Los líderes en todos estos temas son los europeos, históricamente los campeones mundiales de la deforestación que, ahora, se rasgan las vestiduras y ponen cara de preocupación al ver otras regiones del mundo perder sus bosques. El caso emblemático es la Amazonía brasileña, pero hay otros territorios donde sucede algo similar, como algunos países de África o Asia.
Con la intención lógica de impresionar, la Unión Europea publicitó en estos últimos días que estarán plantando 3.000 millones de árboles antes de 2030. En primera instancia el número parece elevado, pero no lo es en absoluto. Estimando 800 árboles por hectárea (mucho más holgado que lo usual) son 3,75 millones de hectáreas, 0,09% de la superficie comunitaria. Por lo tanto, suena como si fuera mucho, pero respecto a los millones de hectáreas deforestados en ese continente, es la nada misma.
A la misma vez, Bruselas se plantea dejar de comprar productos en zonas donde se haya deforestado —legal o ilegalmente— a partir de este año. Apuntan, primero que nada, a Brasil.
Un fin que, en principio, parece loable, pero que, en realidad, se trata de una de las tantísimas barreras proteccionistas que a lo largo de décadas ha impuesto Europa para impedir que producciones más eficientes compitan con toda la ineficiencia propia. Una gran hipocresía que muchos compran.
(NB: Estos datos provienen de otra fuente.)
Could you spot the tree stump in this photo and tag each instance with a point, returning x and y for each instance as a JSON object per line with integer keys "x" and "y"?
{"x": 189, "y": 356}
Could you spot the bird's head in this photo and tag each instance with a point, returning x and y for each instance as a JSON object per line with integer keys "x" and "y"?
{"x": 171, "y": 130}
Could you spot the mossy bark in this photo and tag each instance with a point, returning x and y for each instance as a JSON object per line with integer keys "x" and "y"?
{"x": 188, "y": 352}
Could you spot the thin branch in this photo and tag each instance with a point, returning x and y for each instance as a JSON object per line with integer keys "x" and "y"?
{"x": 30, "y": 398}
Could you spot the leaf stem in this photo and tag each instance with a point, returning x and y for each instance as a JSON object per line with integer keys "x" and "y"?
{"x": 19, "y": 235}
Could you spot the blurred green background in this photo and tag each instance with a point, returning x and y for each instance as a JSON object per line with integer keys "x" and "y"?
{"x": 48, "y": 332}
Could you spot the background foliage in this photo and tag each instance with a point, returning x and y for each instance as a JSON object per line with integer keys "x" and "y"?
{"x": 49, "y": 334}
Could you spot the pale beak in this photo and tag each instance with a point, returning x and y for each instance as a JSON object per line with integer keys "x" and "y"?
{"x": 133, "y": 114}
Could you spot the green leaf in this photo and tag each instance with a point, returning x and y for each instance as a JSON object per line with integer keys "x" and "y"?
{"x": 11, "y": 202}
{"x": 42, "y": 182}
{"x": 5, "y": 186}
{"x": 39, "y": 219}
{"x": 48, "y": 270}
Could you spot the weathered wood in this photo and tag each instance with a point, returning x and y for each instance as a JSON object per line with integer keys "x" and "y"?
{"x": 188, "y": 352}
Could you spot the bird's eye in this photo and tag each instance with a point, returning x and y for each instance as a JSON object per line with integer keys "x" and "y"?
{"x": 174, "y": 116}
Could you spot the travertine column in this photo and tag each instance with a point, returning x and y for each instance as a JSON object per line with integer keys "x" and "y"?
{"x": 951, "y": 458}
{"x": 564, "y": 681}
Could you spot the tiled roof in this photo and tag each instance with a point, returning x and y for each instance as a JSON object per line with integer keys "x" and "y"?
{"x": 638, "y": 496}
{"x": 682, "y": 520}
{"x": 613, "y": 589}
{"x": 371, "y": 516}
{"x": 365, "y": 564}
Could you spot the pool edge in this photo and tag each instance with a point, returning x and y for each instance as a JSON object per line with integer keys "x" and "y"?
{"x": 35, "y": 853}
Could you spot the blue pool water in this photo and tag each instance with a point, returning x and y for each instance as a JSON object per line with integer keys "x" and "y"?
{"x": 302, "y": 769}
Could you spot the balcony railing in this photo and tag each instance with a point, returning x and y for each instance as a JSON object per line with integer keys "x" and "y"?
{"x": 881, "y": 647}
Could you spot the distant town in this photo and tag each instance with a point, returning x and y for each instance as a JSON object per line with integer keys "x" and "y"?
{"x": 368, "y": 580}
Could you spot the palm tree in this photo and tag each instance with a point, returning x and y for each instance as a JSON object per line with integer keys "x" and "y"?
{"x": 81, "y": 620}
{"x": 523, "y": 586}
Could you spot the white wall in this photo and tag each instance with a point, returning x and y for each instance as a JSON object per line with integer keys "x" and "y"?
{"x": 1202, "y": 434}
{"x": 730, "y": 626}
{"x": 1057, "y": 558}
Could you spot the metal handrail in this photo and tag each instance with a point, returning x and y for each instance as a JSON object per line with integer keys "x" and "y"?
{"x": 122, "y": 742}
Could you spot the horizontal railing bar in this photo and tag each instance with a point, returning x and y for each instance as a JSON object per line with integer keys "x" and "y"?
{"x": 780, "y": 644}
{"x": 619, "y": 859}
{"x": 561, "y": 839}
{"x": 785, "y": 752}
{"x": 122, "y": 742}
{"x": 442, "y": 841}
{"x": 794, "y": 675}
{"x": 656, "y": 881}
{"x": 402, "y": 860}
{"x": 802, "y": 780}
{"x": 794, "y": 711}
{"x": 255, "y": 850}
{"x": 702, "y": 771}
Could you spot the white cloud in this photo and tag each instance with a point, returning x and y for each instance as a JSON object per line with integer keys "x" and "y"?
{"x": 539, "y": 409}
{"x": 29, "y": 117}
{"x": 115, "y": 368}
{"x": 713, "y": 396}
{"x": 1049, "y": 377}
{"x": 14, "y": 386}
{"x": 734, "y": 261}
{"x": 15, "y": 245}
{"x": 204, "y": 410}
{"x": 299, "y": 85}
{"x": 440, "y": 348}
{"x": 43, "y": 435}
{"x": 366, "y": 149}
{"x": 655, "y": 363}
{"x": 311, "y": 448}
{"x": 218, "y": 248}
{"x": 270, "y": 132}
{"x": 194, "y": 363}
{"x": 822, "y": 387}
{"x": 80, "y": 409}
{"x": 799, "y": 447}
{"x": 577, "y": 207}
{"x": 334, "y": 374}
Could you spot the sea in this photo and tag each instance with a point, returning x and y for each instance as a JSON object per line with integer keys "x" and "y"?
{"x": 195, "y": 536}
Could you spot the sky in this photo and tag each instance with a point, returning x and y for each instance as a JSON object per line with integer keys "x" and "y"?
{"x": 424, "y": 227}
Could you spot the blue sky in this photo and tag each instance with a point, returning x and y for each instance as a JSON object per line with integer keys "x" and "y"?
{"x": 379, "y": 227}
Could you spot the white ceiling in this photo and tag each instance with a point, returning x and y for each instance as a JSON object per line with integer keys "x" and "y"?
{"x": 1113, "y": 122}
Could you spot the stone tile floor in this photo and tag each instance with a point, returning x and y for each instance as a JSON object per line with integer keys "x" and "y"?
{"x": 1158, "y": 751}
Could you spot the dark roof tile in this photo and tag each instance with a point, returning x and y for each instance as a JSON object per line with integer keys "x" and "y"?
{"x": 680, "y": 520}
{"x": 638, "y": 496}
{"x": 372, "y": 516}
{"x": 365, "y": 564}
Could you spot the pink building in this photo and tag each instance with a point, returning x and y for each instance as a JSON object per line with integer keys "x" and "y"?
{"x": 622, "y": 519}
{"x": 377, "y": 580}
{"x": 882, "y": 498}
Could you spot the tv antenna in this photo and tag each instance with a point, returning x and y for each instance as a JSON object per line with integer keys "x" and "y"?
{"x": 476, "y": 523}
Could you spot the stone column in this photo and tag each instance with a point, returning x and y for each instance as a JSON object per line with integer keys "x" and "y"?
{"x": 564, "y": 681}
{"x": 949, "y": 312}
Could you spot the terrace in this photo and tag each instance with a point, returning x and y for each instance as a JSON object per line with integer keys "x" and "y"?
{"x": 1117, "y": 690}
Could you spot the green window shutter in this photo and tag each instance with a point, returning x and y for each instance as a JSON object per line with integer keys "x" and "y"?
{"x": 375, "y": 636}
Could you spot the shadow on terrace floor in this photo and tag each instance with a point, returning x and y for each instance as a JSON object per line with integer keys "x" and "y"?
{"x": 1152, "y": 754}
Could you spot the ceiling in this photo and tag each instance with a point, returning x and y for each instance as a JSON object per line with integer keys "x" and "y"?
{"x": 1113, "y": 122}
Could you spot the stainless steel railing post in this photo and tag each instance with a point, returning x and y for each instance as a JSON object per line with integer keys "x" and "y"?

Históricamente Europa —entre varios más— ha impuesto barreras no arancelarias en el sector de alimentos para amortiguar o eliminar la competencia de productores más eficientes. Las exigencias son cada vez mayores. Ahora han encontrado la excusa perfecta por el lado del cambio climático y el calentamiento global. No importa que el metano tenga un ciclo en la atmósfera que permite que se vaya eliminando —contrariamente a lo que sucede con las emisiones de anhidrido carbónico de la quema de combustibles fósiles—, hay que tomar medidas para reducir la producción de carne mediante el desaliento de su consumo. Vaya casualidad, Europa es mucho menos eficiente que otras regiones del mundo en esa producción.
Las exigencias europeas son como el horizonte: por más que se avance, siempre queda lejos. Los escollos que se vayan salvando, serán sustituidos por otros que serán más difíciles aún. La necesidad de reducir la emisión de GEI les vino como anillo al dedo para sus propósitos que, en realidad, son otros.